The early non-destructive detection of chilling injury (CI) in aubergine fruit was investigated using spectroscopy. CI is a physiological disorder that occurs when the fruit is subjected to temperatures lower than 12 °C. Reference measurements of CI were acquired by visual appearance analysis, measuring electrolyte leakage (EL), mass loss and firmness evaluations which demonstrated that even before three days of storage at 2 °C, the CI process was initiated. An ANOVA-simultaneous component analysis (ASCA) was used to investigate the effect of temperature and storage time on the Fourier transform – near infra-red (FT-NIR) spectral fingerprints. The ASCA model demonstrated that temperature, duration of storage, and their interaction had a significant effect on the spectra.
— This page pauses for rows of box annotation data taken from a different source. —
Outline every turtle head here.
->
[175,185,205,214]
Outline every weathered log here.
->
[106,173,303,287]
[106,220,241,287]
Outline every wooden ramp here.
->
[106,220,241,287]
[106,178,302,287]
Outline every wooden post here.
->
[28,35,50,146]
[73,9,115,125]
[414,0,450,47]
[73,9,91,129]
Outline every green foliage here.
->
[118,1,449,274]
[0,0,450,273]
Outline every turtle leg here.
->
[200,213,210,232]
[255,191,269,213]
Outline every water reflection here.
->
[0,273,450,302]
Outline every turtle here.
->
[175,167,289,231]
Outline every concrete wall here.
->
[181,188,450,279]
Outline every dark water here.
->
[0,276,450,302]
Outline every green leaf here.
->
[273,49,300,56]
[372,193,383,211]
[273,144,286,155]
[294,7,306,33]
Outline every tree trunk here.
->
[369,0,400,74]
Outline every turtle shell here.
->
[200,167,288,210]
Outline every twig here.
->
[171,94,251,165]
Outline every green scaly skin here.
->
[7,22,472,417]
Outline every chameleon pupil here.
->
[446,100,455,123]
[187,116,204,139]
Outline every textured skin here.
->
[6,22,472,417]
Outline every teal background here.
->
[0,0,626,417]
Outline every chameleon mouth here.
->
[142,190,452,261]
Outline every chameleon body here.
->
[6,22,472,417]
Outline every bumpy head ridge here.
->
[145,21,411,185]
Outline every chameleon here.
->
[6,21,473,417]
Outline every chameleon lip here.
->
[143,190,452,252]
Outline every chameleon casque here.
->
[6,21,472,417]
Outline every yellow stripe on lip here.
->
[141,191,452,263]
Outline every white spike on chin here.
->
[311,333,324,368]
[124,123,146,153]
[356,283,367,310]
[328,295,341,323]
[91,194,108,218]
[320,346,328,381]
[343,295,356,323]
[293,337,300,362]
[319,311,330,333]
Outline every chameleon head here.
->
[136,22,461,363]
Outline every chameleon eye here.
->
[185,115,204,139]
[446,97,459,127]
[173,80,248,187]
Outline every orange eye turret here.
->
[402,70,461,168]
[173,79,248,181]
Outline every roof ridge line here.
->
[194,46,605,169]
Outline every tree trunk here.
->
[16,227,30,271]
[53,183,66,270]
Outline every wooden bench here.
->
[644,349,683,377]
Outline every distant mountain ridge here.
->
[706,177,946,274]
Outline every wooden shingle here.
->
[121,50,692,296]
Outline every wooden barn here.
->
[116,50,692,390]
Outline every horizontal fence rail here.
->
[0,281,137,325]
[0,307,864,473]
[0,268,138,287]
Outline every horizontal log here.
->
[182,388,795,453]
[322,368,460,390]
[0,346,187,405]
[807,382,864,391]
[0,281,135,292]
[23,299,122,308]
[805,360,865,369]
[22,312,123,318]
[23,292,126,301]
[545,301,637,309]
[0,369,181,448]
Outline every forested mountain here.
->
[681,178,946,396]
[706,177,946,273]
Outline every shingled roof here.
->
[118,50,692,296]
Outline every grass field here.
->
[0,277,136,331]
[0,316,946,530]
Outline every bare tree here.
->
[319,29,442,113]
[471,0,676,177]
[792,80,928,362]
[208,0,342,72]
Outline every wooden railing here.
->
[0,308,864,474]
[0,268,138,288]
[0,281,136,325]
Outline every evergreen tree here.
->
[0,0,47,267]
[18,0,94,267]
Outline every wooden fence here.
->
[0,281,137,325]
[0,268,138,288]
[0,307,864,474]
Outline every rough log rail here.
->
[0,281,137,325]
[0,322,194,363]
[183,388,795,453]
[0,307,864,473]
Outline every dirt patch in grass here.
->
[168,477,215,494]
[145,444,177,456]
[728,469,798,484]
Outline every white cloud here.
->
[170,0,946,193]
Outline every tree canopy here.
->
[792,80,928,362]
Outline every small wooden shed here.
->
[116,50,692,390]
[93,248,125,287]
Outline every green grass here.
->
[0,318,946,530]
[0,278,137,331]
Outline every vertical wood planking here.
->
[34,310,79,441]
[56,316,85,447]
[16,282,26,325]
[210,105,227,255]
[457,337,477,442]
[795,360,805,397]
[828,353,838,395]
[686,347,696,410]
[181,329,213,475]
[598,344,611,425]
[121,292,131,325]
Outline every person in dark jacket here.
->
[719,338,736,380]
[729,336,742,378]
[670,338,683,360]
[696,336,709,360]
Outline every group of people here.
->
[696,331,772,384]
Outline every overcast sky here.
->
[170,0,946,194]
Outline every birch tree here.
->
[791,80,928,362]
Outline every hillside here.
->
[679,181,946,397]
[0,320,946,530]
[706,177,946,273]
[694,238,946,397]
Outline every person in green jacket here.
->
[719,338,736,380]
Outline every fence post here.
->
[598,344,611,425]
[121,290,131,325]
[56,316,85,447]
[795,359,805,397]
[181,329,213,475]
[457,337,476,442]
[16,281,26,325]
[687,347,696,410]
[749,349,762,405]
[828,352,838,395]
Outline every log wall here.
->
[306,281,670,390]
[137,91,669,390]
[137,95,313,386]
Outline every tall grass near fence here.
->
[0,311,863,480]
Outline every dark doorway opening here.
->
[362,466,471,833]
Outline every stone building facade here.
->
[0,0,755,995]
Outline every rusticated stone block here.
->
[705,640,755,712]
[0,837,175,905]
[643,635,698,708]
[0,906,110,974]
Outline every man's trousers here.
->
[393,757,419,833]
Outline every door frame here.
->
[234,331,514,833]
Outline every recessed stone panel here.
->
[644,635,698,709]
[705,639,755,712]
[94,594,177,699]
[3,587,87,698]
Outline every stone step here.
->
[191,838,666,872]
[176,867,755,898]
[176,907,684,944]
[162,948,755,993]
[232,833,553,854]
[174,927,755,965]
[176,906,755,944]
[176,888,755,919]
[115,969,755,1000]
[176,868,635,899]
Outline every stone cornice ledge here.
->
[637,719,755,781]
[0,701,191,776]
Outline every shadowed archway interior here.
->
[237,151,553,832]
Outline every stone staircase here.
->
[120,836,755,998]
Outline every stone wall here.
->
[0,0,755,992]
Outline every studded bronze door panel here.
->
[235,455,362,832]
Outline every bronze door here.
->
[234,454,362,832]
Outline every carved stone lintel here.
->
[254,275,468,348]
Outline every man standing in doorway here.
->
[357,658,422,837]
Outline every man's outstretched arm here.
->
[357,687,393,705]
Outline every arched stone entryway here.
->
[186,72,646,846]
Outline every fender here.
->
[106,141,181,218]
In addition, it was possible to highlight the main variations in the experimental results with reference to the effects of the main factors, and with respect to storage time, to discover any major monotonic trends with time. Partial least squares-discriminant analysis (PLS-DA) was used as a supervised classification method to discriminate between fruit based on chilling and safe temperatures. In this case, only significant spectral wavebands which were significantly influenced by the effect of temperature based on ASCA were utilised. PLS-DA prediction accuracy was 87.4 ± 2.7% as estimated by a repeated double-cross-validation procedure (50 runs) and the significance of the observed discrimination was verified by means of permutation tests. The outcomes of this study indicate a promising potential for near infra-red spectroscopy (NIRS) to provide non-invasive, rapid and reliable detection of CI in aubergine fruit.